Running Torch in HPC

Interactive Job

Request a compute node:

srun --pty /bin/bash

Load the module to setup the environment:

module load Torch

Viewing available Torch Modules

List all the installed Modules:

luarocks list

output:

cunn

scm-1 (installed) -

sundown

scm-1 (installed) - /home/sxg125/Software/torch/install/lib/luarocks/rocks

sys

1.1-0 (installed) - /home/sxg125/Software/torch/install/lib/luarocks/rocks

threads

scm-1 (installed) - /home/sxg125/Software/torch/install/lib/luarocks/rocks

torch

scm-1 (installed) - /home/sxg125/Software/torch/install/lib/luarocks/rocks

trepl

scm-1 (installed) - /home/sxg125/Software/torch/install/lib/luarocks/rocks

xlua

1.0-0 (installed) - /home/sxg125/Software/torch/install/lib/luarocks/rocks

....

If you can't find the modules, you can install it using "HPC Software Installation Guide".

Interactive Session:

Load torch module

module load Torch

Run

JIT: ON CMOV SSE2 SSE3 SSE4.1 fold cse dce fwd dse narrow loop abc sink fuse

> require 'torch'

> = torch.Tensor (5):zero()

[torch.DoubleTensor of dimension 5]

th> X = torch.rand(10, 10)

[0.0002s]

th> torch.inverse(X)

0.2060 -0.7466 -1.1770 -0.0381 -0.1921 2.6913 0.2922 1.1897 -2.3227 0.4178

1.3563 0.1284 -1.0628 -0.8171 1.0028 1.2230 0.3770 -0.3027 -0.6269 -0.7469

To exit, type os.exit() at the prompt or ctrl+c twice.

Example: Save a tensor or a set of tensors to a .mat file [3]

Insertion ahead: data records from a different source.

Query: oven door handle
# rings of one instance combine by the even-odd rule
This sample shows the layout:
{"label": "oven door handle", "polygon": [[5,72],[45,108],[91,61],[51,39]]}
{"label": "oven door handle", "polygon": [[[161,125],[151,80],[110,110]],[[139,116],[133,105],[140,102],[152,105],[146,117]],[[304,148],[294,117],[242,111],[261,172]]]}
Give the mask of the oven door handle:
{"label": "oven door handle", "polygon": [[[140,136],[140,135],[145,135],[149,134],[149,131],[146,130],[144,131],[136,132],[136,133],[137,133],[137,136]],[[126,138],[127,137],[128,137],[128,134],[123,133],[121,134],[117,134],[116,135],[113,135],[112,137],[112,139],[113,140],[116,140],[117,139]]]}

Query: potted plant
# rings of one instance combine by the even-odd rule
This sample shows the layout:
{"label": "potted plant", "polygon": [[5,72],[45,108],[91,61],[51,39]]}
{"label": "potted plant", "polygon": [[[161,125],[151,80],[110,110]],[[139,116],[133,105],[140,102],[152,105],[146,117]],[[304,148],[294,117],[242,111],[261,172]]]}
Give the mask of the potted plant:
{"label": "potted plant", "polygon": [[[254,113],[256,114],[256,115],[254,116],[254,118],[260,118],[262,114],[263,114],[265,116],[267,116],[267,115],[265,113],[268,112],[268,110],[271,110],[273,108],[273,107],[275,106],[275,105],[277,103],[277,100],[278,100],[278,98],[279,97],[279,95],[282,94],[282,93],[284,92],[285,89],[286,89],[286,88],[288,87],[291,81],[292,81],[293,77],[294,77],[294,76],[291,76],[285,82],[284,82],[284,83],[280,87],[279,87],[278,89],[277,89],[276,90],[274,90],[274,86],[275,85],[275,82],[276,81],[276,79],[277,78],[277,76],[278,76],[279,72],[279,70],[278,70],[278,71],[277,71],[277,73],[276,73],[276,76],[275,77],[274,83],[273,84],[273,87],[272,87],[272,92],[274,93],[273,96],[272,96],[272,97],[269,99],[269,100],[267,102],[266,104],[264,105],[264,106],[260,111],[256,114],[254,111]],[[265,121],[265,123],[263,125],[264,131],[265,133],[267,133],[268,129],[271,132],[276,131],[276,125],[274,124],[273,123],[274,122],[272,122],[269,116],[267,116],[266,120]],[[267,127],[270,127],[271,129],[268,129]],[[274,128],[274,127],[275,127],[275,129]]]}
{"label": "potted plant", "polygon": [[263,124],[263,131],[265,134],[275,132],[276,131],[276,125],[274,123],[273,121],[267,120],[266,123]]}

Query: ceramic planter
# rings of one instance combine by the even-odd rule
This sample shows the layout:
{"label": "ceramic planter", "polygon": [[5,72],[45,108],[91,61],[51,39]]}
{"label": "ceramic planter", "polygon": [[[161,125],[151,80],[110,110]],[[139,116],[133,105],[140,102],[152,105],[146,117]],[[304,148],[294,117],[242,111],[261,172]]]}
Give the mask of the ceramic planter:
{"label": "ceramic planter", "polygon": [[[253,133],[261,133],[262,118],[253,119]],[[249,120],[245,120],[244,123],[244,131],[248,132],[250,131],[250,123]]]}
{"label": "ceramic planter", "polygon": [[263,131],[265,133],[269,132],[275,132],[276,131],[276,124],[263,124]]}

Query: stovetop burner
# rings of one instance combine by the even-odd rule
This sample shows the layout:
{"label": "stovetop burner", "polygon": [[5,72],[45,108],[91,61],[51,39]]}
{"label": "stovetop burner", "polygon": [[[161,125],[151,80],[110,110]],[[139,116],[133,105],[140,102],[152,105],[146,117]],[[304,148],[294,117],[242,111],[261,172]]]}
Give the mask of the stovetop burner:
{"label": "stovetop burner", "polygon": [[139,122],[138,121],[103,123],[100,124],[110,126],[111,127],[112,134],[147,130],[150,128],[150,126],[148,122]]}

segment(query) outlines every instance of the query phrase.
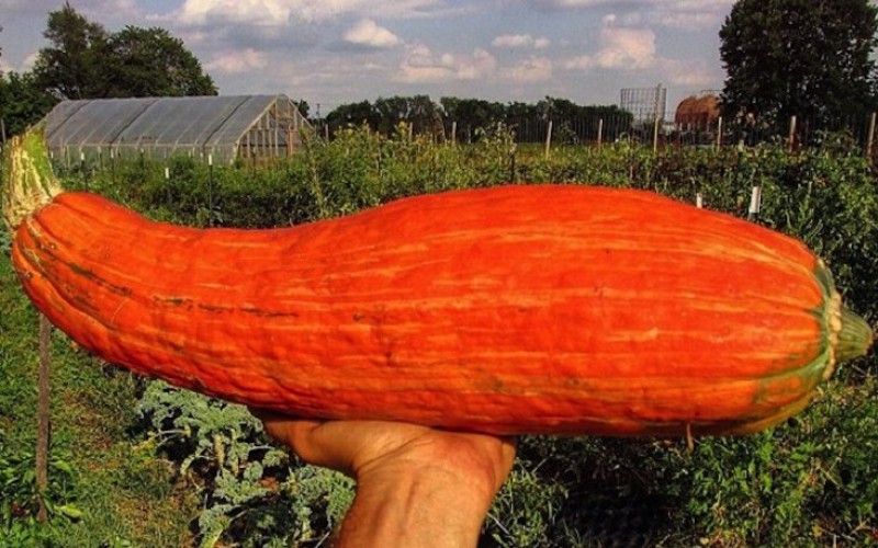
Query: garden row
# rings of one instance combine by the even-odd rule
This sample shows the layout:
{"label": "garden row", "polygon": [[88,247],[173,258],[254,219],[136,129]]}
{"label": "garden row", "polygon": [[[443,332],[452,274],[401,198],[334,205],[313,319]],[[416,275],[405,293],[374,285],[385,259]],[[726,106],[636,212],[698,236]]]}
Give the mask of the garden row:
{"label": "garden row", "polygon": [[[547,157],[503,130],[451,146],[406,130],[389,138],[347,129],[261,169],[178,158],[65,173],[68,187],[153,218],[247,228],[426,192],[540,182],[638,187],[690,203],[700,196],[705,207],[739,216],[757,186],[756,221],[806,240],[830,263],[851,307],[873,324],[878,318],[878,181],[843,136],[795,155],[785,142],[657,155],[617,142],[558,147]],[[14,333],[0,345],[0,537],[14,532],[57,546],[155,546],[157,530],[166,532],[158,541],[165,546],[314,546],[327,538],[352,496],[349,480],[290,457],[246,410],[132,379],[58,333],[53,518],[35,524],[33,482],[23,475],[35,429],[36,320],[8,253],[0,266],[0,321]],[[691,452],[683,439],[524,438],[482,544],[878,545],[876,396],[873,352],[841,370],[806,413],[750,437],[698,439]],[[125,503],[106,517],[108,501],[119,496]]]}

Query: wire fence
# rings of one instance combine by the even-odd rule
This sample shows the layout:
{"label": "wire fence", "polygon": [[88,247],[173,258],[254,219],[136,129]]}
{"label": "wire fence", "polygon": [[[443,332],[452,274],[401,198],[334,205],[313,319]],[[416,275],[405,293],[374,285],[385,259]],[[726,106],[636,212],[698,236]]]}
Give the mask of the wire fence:
{"label": "wire fence", "polygon": [[[316,121],[315,126],[317,134],[325,139],[331,139],[340,129],[340,126],[329,126],[322,121]],[[570,145],[600,147],[609,142],[630,141],[650,146],[657,151],[668,147],[753,147],[761,142],[780,141],[790,151],[795,151],[819,146],[830,134],[842,134],[858,144],[864,155],[873,157],[876,152],[875,113],[829,122],[799,116],[773,123],[717,117],[696,124],[677,124],[664,119],[635,122],[627,113],[618,116],[569,118],[508,117],[491,124],[440,117],[427,124],[412,123],[409,129],[413,135],[427,134],[437,140],[472,144],[497,127],[510,132],[517,144],[541,144],[547,148]],[[375,130],[381,132],[380,128]]]}

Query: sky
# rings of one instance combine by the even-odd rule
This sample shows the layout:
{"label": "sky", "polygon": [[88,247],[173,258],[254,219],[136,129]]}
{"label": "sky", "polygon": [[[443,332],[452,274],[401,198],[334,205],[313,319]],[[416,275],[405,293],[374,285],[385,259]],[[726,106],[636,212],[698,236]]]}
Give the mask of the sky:
{"label": "sky", "polygon": [[[223,95],[284,93],[326,115],[393,95],[619,104],[667,89],[668,109],[719,90],[733,0],[69,0],[109,32],[181,38]],[[0,69],[29,70],[63,0],[0,0]],[[319,105],[319,113],[315,112]],[[672,111],[673,112],[673,111]]]}

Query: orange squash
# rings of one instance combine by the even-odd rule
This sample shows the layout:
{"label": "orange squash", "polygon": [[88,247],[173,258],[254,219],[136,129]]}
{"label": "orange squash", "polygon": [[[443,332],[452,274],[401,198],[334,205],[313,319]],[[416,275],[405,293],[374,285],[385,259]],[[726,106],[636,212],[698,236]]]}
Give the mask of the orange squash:
{"label": "orange squash", "polygon": [[743,434],[800,411],[873,339],[799,241],[651,193],[500,186],[194,229],[60,192],[43,147],[15,144],[7,183],[36,307],[111,363],[252,407]]}

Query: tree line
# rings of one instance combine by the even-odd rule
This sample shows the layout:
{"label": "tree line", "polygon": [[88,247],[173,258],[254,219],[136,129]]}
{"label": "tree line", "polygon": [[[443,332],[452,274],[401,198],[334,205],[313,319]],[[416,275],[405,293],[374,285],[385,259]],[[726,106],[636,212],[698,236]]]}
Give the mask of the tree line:
{"label": "tree line", "polygon": [[[620,133],[618,128],[631,127],[633,115],[616,105],[583,106],[551,96],[536,103],[443,96],[437,103],[428,95],[395,95],[342,104],[319,122],[330,137],[351,125],[365,125],[382,135],[392,135],[405,123],[418,135],[473,142],[484,130],[500,125],[519,134],[519,140],[537,140],[544,138],[549,123],[563,132],[567,140],[593,140],[601,119],[614,121],[612,129],[608,125],[605,134],[614,139]],[[526,124],[539,127],[526,132]]]}
{"label": "tree line", "polygon": [[[3,136],[38,121],[61,99],[218,92],[199,59],[164,28],[108,32],[66,2],[49,12],[43,35],[47,45],[32,70],[0,73]],[[724,127],[774,135],[785,133],[793,115],[820,128],[875,113],[877,35],[878,7],[870,0],[738,0],[719,32],[727,73],[720,95]],[[296,104],[309,114],[306,101]],[[497,124],[544,136],[550,122],[562,139],[590,140],[603,119],[611,122],[603,136],[614,139],[629,128],[631,115],[618,106],[582,106],[550,96],[536,103],[451,96],[434,102],[416,94],[342,104],[319,122],[329,134],[365,124],[385,135],[406,122],[417,133],[471,141]]]}
{"label": "tree line", "polygon": [[0,75],[5,135],[20,133],[64,99],[218,92],[183,41],[165,28],[130,25],[109,32],[65,2],[49,12],[43,36],[48,45],[38,52],[32,70]]}

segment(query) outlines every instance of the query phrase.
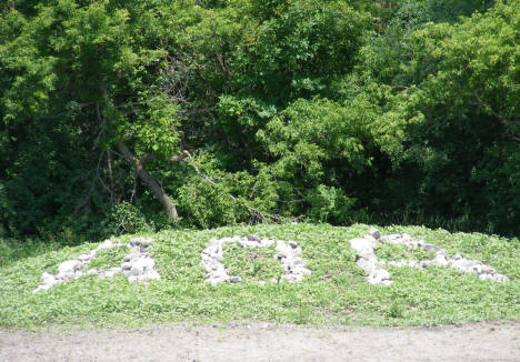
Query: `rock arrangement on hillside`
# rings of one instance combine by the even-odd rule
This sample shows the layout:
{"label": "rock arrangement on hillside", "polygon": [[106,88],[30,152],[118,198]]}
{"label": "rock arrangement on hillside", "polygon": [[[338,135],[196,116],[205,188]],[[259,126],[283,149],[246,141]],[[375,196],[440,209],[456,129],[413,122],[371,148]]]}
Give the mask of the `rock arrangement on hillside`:
{"label": "rock arrangement on hillside", "polygon": [[66,260],[58,265],[58,274],[43,272],[41,279],[43,283],[34,289],[32,292],[38,293],[42,290],[48,290],[56,284],[67,283],[73,279],[82,275],[96,274],[100,278],[113,276],[117,273],[123,273],[129,282],[147,281],[151,279],[160,279],[161,275],[154,269],[156,261],[147,252],[148,247],[152,239],[134,238],[130,240],[128,247],[130,252],[124,257],[121,267],[113,267],[108,270],[98,270],[96,268],[84,270],[94,258],[96,253],[102,249],[123,247],[122,243],[114,243],[111,240],[106,240],[98,248],[91,250],[87,254],[81,254],[77,259]]}
{"label": "rock arrangement on hillside", "polygon": [[[280,260],[284,274],[281,275],[280,281],[301,282],[304,275],[311,273],[306,268],[304,261],[301,259],[302,250],[296,241],[284,242],[283,240],[261,239],[258,235],[249,234],[248,237],[230,237],[222,239],[211,239],[208,247],[200,253],[202,258],[202,267],[206,269],[206,282],[212,285],[230,282],[240,283],[240,276],[229,275],[226,271],[223,260],[223,245],[226,243],[237,243],[242,248],[262,248],[276,244],[277,254],[274,258]],[[278,282],[272,279],[271,282]],[[263,282],[264,283],[264,282]]]}
{"label": "rock arrangement on hillside", "polygon": [[[411,249],[420,248],[424,251],[434,251],[434,258],[422,261],[379,261],[374,253],[374,249],[378,242],[404,244]],[[382,235],[380,231],[371,229],[366,237],[350,240],[350,247],[356,252],[356,263],[358,267],[360,267],[369,274],[367,276],[367,282],[370,284],[389,285],[392,283],[390,273],[383,268],[386,265],[398,268],[410,267],[421,270],[428,267],[450,267],[464,273],[473,273],[480,280],[490,280],[493,282],[507,282],[509,280],[508,276],[498,273],[493,268],[488,267],[478,260],[464,259],[459,254],[450,258],[444,249],[428,244],[422,240],[413,239],[406,233]]]}

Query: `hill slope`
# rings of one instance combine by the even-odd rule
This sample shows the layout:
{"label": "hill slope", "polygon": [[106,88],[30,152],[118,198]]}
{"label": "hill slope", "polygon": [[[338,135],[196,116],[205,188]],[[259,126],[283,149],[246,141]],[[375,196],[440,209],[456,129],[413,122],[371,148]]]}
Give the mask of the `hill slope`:
{"label": "hill slope", "polygon": [[[86,275],[33,293],[41,274],[88,253],[97,244],[63,248],[0,268],[0,325],[39,329],[59,326],[136,326],[164,321],[207,323],[256,320],[310,324],[433,325],[480,320],[520,320],[520,241],[480,233],[451,234],[419,227],[381,228],[383,234],[406,232],[447,250],[448,255],[482,261],[510,281],[481,281],[451,268],[386,267],[393,283],[366,282],[354,263],[349,240],[367,234],[369,225],[327,224],[228,227],[206,231],[163,231],[144,235],[153,242],[160,280],[130,283],[119,273],[100,279]],[[201,251],[212,238],[254,233],[293,240],[312,272],[302,282],[280,281],[272,250],[226,249],[223,263],[240,283],[204,283]],[[127,243],[136,235],[113,238]],[[424,259],[426,253],[378,248],[381,259]],[[123,253],[124,254],[124,253]],[[117,267],[123,254],[99,257],[99,268]],[[111,263],[113,265],[111,265]],[[263,283],[264,282],[264,283]]]}

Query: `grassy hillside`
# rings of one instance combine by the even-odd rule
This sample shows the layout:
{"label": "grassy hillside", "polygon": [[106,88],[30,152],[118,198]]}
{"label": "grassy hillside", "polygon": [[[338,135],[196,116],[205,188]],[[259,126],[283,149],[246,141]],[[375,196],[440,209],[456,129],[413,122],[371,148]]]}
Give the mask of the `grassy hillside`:
{"label": "grassy hillside", "polygon": [[[161,280],[148,285],[82,276],[37,294],[43,271],[54,273],[60,262],[77,258],[97,244],[46,252],[0,267],[0,325],[137,326],[167,321],[209,323],[233,320],[309,324],[432,325],[479,320],[520,320],[520,241],[480,233],[451,234],[419,227],[381,228],[383,233],[407,232],[417,239],[460,253],[497,269],[508,283],[480,281],[449,268],[420,271],[388,268],[393,284],[370,285],[353,260],[349,240],[369,225],[334,228],[327,224],[228,227],[206,231],[163,231],[150,253]],[[229,268],[242,270],[242,283],[204,283],[200,252],[211,238],[256,233],[294,240],[312,274],[301,283],[266,283],[279,268],[267,259],[252,264],[247,252],[230,251]],[[127,242],[133,235],[113,240]],[[382,253],[384,254],[384,252]],[[108,255],[112,259],[114,255]],[[103,261],[98,261],[102,264]],[[258,272],[258,273],[257,273]]]}

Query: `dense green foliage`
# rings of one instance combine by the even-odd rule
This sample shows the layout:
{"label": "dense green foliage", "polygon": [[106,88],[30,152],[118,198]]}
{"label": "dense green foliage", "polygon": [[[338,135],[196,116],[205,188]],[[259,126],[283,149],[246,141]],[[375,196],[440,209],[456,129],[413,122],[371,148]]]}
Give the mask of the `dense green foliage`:
{"label": "dense green foliage", "polygon": [[12,0],[0,17],[8,237],[280,218],[520,232],[519,0]]}
{"label": "dense green foliage", "polygon": [[[482,320],[520,319],[520,241],[481,233],[450,233],[420,227],[389,227],[383,233],[407,232],[413,238],[480,260],[510,278],[507,283],[479,280],[452,268],[389,268],[393,284],[371,285],[354,263],[349,240],[367,233],[369,225],[337,228],[327,224],[226,227],[213,230],[166,230],[150,253],[161,274],[148,285],[112,278],[84,275],[33,294],[43,271],[96,248],[84,243],[49,250],[34,258],[0,264],[0,326],[23,329],[137,326],[161,322],[214,323],[269,321],[274,323],[350,325],[436,325]],[[242,283],[212,286],[204,283],[200,252],[211,238],[247,235],[294,240],[312,271],[299,283],[272,283],[280,261],[272,250],[229,248],[228,270]],[[119,237],[128,242],[132,235]],[[116,239],[114,239],[116,240]],[[388,247],[388,248],[387,248]],[[252,260],[252,252],[257,257]],[[424,252],[382,245],[383,260],[400,257],[421,260]],[[401,251],[402,252],[402,251]],[[229,254],[228,254],[229,253]],[[0,251],[0,257],[2,255]],[[229,258],[228,258],[229,257]],[[96,259],[102,258],[97,255]],[[388,258],[388,259],[387,259]],[[94,260],[96,260],[94,259]],[[102,259],[108,260],[108,259]],[[93,262],[93,261],[92,261]],[[117,259],[111,267],[117,267]],[[264,285],[259,282],[266,281]]]}

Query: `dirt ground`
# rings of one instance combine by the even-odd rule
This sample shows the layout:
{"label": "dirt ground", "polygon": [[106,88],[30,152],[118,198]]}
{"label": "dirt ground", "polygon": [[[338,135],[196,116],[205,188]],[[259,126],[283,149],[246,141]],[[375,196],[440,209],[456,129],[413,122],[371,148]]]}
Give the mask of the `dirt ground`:
{"label": "dirt ground", "polygon": [[520,323],[304,328],[268,323],[133,330],[0,330],[0,361],[519,362]]}

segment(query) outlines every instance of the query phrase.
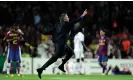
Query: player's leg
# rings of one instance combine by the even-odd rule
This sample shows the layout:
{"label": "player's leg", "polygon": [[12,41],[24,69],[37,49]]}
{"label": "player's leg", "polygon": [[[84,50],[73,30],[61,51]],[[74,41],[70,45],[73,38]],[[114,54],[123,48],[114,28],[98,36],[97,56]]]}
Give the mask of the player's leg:
{"label": "player's leg", "polygon": [[75,59],[76,59],[76,63],[75,63],[75,73],[76,74],[79,74],[80,73],[80,58],[81,58],[81,55],[80,55],[80,52],[79,51],[74,51],[74,54],[75,54]]}
{"label": "player's leg", "polygon": [[81,50],[81,74],[85,74],[85,66],[84,66],[84,53],[83,50]]}
{"label": "player's leg", "polygon": [[102,57],[102,64],[103,64],[103,73],[105,74],[105,71],[107,69],[107,61],[108,61],[108,56],[103,56]]}
{"label": "player's leg", "polygon": [[103,68],[103,64],[102,64],[102,56],[98,56],[98,62],[101,68]]}
{"label": "player's leg", "polygon": [[69,48],[66,49],[65,58],[62,59],[62,64],[59,66],[59,69],[60,69],[61,71],[66,72],[66,71],[64,70],[64,65],[65,65],[65,63],[73,56],[73,54],[74,54],[74,53],[73,53],[73,51],[72,51],[71,49],[69,49]]}
{"label": "player's leg", "polygon": [[13,77],[14,76],[14,65],[13,65],[13,61],[9,60],[10,63],[10,76]]}
{"label": "player's leg", "polygon": [[13,66],[13,59],[14,59],[14,50],[9,50],[9,57],[8,57],[8,63],[10,63],[10,76],[14,76],[14,66]]}
{"label": "player's leg", "polygon": [[16,67],[17,67],[17,73],[18,76],[22,76],[20,70],[21,70],[21,48],[19,47],[19,50],[16,50]]}
{"label": "player's leg", "polygon": [[38,76],[41,78],[42,71],[45,70],[52,63],[56,62],[58,58],[61,58],[64,54],[65,45],[64,44],[55,44],[55,54],[39,69],[37,69]]}
{"label": "player's leg", "polygon": [[3,72],[6,72],[6,74],[10,73],[10,63],[8,63],[8,57],[9,57],[9,49],[7,50],[7,56],[3,66]]}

It is based on MATIO [4], an open-source C library for reading and writing binary MATLAB MAT files.

Load torch module

module load Torch

Copy the lua script "mat.lua" from /usr/local/doc/TORCH

cp -r /usr/local/doc/TORCH/tutorial/mat.lua .

Run:

th mat.lua

You will see 4 .mat files (test1.mat ... test4.mat)

Batch Job

Copy the directory "tutorial" from /usr/local/doc/TORCH

cp -r /usr/local/doc/TORCH/tutorial .

Go to the tutorial directory and find the job.slurm file which uses the rand.lua script. The content of the script file is showed below:

#!/bin/bash

#SBATCH -o TorchJob.o%j

#SBATCH --time=1:00:00

#SBATCH -N 1 -n 1

cp rand.lua $PFSDIR

# cd to temporary direcotry

cd $PFSDIR

# Load the modules

module load intel/17 openmpi/2.0.1

module load Torch

# Run torch

th rand.lua

# Copy everything back to the working directory

cp -ru * $SLURM_SUBMIT_DIR

GPU Jobs

Interactive

Request a GPU node:

srun -p gpu -C gpuk40 -N 1 -n 1 --gres=gpu:1 --pty /bin/bash

Load the torch7-cuda module

module load Torch

module load cuda/8.0

Get the command prompt by typing "th"

In the "th>" prompt type the following:

th> require 'cutorch'

th> require 'cunn'

th> X = torch.rand(10,10)

th> Y = X:cuda()

[0.0002s]

th> Y

0.8546 0.5259 0.6145 0.5444 0.7422 0.8323 0.1137 0.0077 0.9182 0.7745

0.2601 0.4049 0.0529 0.5991 0.1574 0.1480 0.3396 0.7089 0.9551 0.6881

...

th> print( cutorch.getDeviceProperties(cutorch.getDevice()) )

{

pciDeviceID : 0

warpSize : 32

freeGlobalMem : 4232075008

minor : 3

major : 1

maxTexture1DLinear : 134217728

...

}

th> x = torch.rand(10,10)

[0.0002s]

th> y = torch.sigmoid(x)

[0.0001s]

th> y

0.6122 0.6565 0.6894 0.6841 0.6214 0.6074 0.7148 0.6519 0.6954 0.6864

0.5269 0.6540 0.5060 0.6017 0.7216 0.5654 0.5943 0.5064 0.5560 0.6969

...

Batch Job

Copy the directory "tutorial" from /usr/local/doc/TORCH

cp -r /usr/local/doc/TORCH/tutorial .

Go to the tutorial directory and find the cuda-job.slurm file which uses the simple.lua script. The content of the script file is showed below:

#!/bin/bash

#SBATCH -o GPUTorchJob.o%j

#SBATCH --time=1:00:00

#SBATCH -N 1 -n 1

#SBATCH -p gpu -p gpuk40 --gres=gpu:1

cp simple.lua $PFSDIR

# cd to temporary direcotry

cd $PFSDIR

# Load the Torch7 module

module load intel/17 openmpi/2.0.1

module load torch

module load cuda/8.0

# Run torch

th simple.lua

# Copy everything back to the working directory

cp -r * $SLURM_SUBMIT_DIR

Run the job:

sbatch cuda-job.slurm

Get the output as GPUTorchJob.o<JOBID>

Torch Implementation of LRCN

The LRCN (Long-term Recurrent Convolutional Networks) model proposed by Jeff Donahue et. al has been implemented as torch-lrcn [7] using Torch7 framework. The algorithm for sequential motion recognition consists convolution neural network (CNN) and long short-term memory (LSTM) network. We are trying to speed up the process of LRCN enabling gpu acceleration with CUDA using Kepler-40 available in CWRU HPC.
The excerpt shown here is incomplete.